ビジネス用語

MBAが解説するビジネス用語「サブスクリプション」

サブスクリプション

みなさんも一度は「サブスク」という言葉を耳にしたことがあるのではないでしょうか?

「2019ユーキャン新語・流行語大賞」にもノミネートされたことでも、2019年「サブスク」が一気に世間に浸透したことが伺えます。

  • 言葉は聞いたことがあるけど、詳しく意味を知らない
  • ビジネス観点でどうして注目されているのかわかならい
  • サブスクのビジネス構造について理解したい

MBA流基礎から学べるビジネス用語では、そんな方に向けてMBAホルダーがビジネス用語を初心者向けにわかりやすく解説します。

ビジネス用語として当たり前に使われることが多くなった「サブスク(サブスクリプション)」について、勉強していきましょう。

 

サブスク(サブスクリプション)とは

Netflix

 

サブスクは「サブスクリプション(subscription)」の略で、商品やサービスを定額で利用できる仕組みです。

つまりサブスクとは、ものやサービスを売り切り型でなく、利用する権利を定額で提供するビジネスモデルのことをいいます。

 

具体的なサービスとしては、Netflixなどの動画配信、Spotifyなどの音楽、楽天マガジンなどの雑誌、といったように様々な分野でサブスクサービスが浸透しています。

 

従来は、商品やサービスを所有する「モノ消費」に価値があったのですが、現在は、体験の価値を重視する「コト消費」に消費行動が変化しています。

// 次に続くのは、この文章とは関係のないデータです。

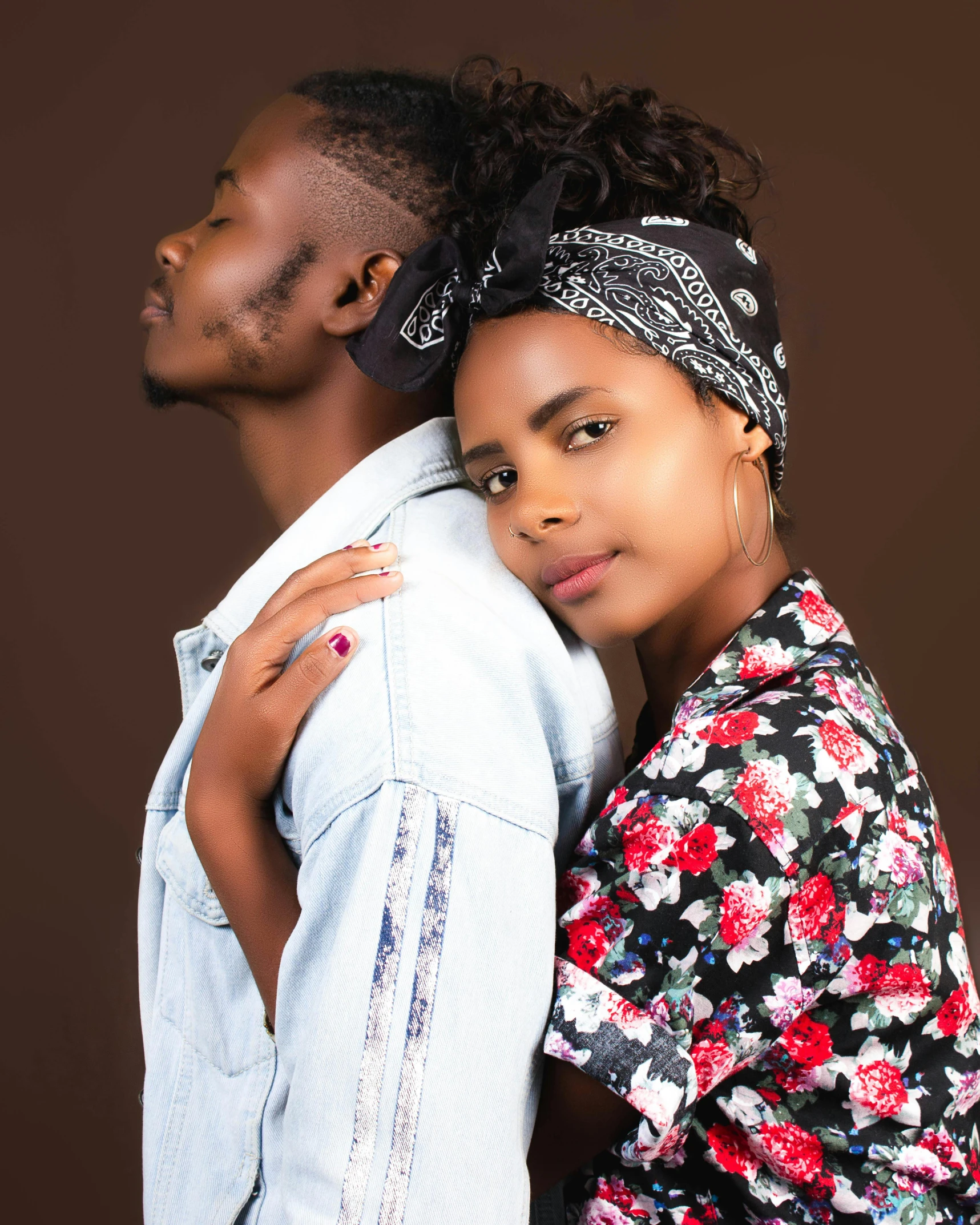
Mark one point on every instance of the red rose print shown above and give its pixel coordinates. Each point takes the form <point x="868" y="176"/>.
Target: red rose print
<point x="588" y="944"/>
<point x="646" y="843"/>
<point x="848" y="811"/>
<point x="571" y="888"/>
<point x="732" y="728"/>
<point x="733" y="1151"/>
<point x="765" y="660"/>
<point x="713" y="1061"/>
<point x="845" y="746"/>
<point x="902" y="989"/>
<point x="817" y="611"/>
<point x="813" y="908"/>
<point x="956" y="1013"/>
<point x="791" y="1152"/>
<point x="615" y="800"/>
<point x="745" y="904"/>
<point x="866" y="974"/>
<point x="878" y="1088"/>
<point x="765" y="791"/>
<point x="616" y="1192"/>
<point x="696" y="852"/>
<point x="808" y="1042"/>
<point x="897" y="824"/>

また、AIによるパーソナライズ技術の進化もサブスクビジネスが成長する後押しになりました。

 

株式会社ICT総研の調査によると、サブスクリプションサービス市場は2019年に1兆1,440億円、2020年には1兆2,490億円になると予想されており、日本国内において珍しい超成長市場です。

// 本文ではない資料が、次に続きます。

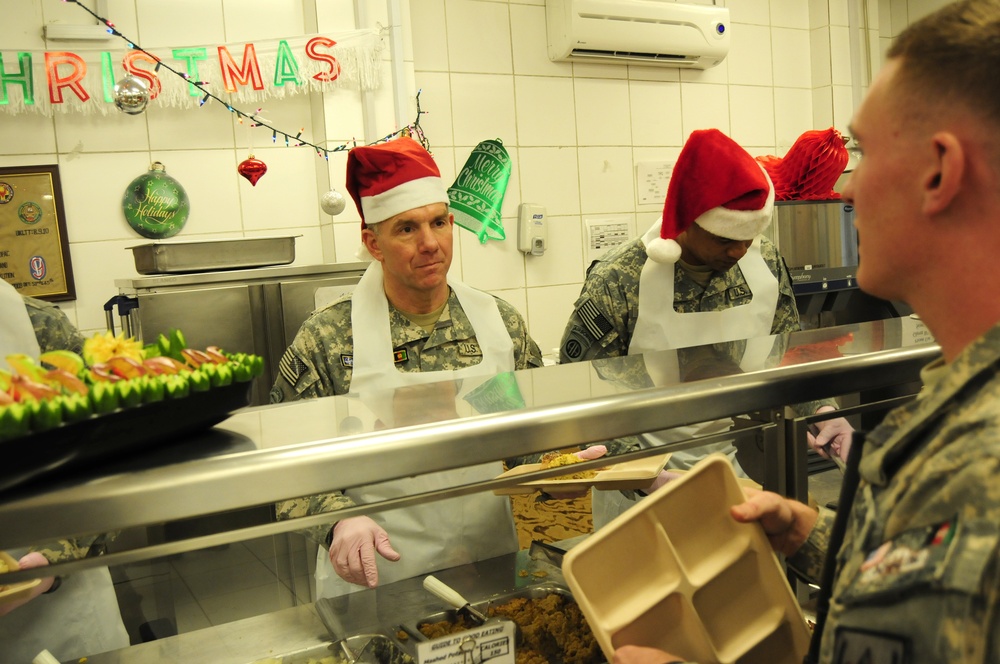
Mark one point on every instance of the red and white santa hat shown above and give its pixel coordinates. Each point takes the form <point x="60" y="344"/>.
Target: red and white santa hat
<point x="392" y="177"/>
<point x="717" y="185"/>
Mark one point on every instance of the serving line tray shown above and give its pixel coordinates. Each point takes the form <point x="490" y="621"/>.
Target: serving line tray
<point x="211" y="255"/>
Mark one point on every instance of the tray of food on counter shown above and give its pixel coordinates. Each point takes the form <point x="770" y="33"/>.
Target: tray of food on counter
<point x="636" y="474"/>
<point x="697" y="584"/>
<point x="551" y="627"/>
<point x="63" y="409"/>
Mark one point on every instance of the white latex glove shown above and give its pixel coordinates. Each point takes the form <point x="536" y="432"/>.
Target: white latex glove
<point x="592" y="452"/>
<point x="664" y="477"/>
<point x="834" y="436"/>
<point x="352" y="552"/>
<point x="27" y="561"/>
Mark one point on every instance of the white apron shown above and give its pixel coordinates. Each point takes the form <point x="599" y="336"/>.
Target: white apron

Google Trendの検索も見てみると、2019年から一気に注目度が高まっているのがよくわかります。

サブスク

 

サブスクが注目されている理由

では、サブスクがビジネスとして注目されるようになった理由を、消費者と事業者の観点から、それぞれ見ていきたいと思います。

消費者のメリット

①コストパフォマンスがよい

消費者観点で大きなメリットなのが、コストパフォーマンスが高いことです。

普段からよく利用するものであれば、定額利用でたくさん利用すれば、1つあたりの単価が安く利用できます。

また、様々なものをお試しで使ってみることができるのも、サブスクのお得な活用法です。

 

②選ぶ手間が省ける

多くのサブスクサービスでは、事業者が商品を選んで届けてくれたり、AIがあなたにあわせたおすすめを示してくれます。

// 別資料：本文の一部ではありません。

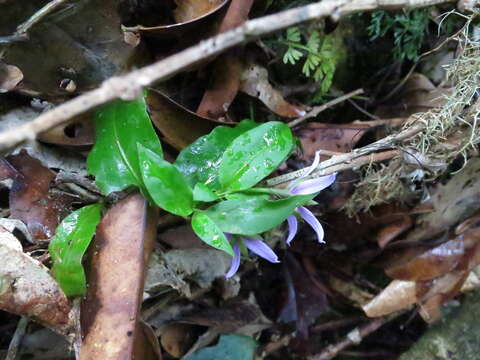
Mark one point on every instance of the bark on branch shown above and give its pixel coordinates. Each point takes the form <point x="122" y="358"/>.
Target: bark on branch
<point x="129" y="86"/>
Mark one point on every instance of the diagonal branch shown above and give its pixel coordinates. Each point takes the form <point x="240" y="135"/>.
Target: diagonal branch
<point x="129" y="86"/>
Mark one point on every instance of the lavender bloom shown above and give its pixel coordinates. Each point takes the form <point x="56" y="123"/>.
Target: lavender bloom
<point x="307" y="187"/>
<point x="256" y="246"/>
<point x="235" y="262"/>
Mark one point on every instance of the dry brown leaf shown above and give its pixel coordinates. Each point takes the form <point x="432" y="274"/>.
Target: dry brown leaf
<point x="118" y="257"/>
<point x="390" y="232"/>
<point x="430" y="277"/>
<point x="332" y="137"/>
<point x="452" y="203"/>
<point x="397" y="296"/>
<point x="177" y="268"/>
<point x="227" y="68"/>
<point x="182" y="237"/>
<point x="418" y="95"/>
<point x="189" y="10"/>
<point x="179" y="126"/>
<point x="429" y="264"/>
<point x="26" y="287"/>
<point x="78" y="48"/>
<point x="223" y="87"/>
<point x="10" y="77"/>
<point x="254" y="82"/>
<point x="194" y="20"/>
<point x="177" y="339"/>
<point x="78" y="133"/>
<point x="33" y="201"/>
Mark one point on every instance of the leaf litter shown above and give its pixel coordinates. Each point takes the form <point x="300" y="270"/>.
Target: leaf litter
<point x="157" y="289"/>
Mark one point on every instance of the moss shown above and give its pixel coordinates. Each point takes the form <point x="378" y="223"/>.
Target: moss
<point x="450" y="132"/>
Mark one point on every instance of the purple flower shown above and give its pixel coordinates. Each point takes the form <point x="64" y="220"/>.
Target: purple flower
<point x="307" y="187"/>
<point x="254" y="245"/>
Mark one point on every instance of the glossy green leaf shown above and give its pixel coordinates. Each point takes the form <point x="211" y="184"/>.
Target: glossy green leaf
<point x="210" y="233"/>
<point x="253" y="214"/>
<point x="229" y="347"/>
<point x="201" y="192"/>
<point x="119" y="126"/>
<point x="71" y="240"/>
<point x="255" y="154"/>
<point x="199" y="161"/>
<point x="165" y="183"/>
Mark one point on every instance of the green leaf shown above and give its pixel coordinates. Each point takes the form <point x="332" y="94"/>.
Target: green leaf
<point x="202" y="193"/>
<point x="71" y="240"/>
<point x="210" y="233"/>
<point x="255" y="154"/>
<point x="293" y="34"/>
<point x="229" y="347"/>
<point x="199" y="162"/>
<point x="165" y="183"/>
<point x="119" y="126"/>
<point x="254" y="214"/>
<point x="292" y="55"/>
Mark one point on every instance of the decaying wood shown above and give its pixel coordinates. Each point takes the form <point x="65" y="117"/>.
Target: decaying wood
<point x="130" y="85"/>
<point x="119" y="254"/>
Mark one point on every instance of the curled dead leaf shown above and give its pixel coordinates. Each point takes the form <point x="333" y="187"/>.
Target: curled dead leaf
<point x="33" y="201"/>
<point x="118" y="256"/>
<point x="179" y="126"/>
<point x="331" y="137"/>
<point x="254" y="82"/>
<point x="26" y="287"/>
<point x="10" y="77"/>
<point x="397" y="296"/>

自分だったら探せなかったようなものが見つかるだけでなく、どんなものが送られてくるかというワクワク感を味わうこともできます。

 

③自分好みにカスタマイズされていく

サブスクサービスは、何度も使うことで、自分の好みをAiが学習していき、一人ひとりの趣味趣向にあわせた商品をおすすめしてくれるようになります。

継続して利用し続けることで、使い勝手がどんどん高まっていくのもサブスクのメリットです。

 

事業者のメリット

①売上が安定する

ワンショット販売の売り切り型から、継続販売であるサブスクにビジネスモデルを切り替えることで、売上が安定化することが事業者の最大のメリットです。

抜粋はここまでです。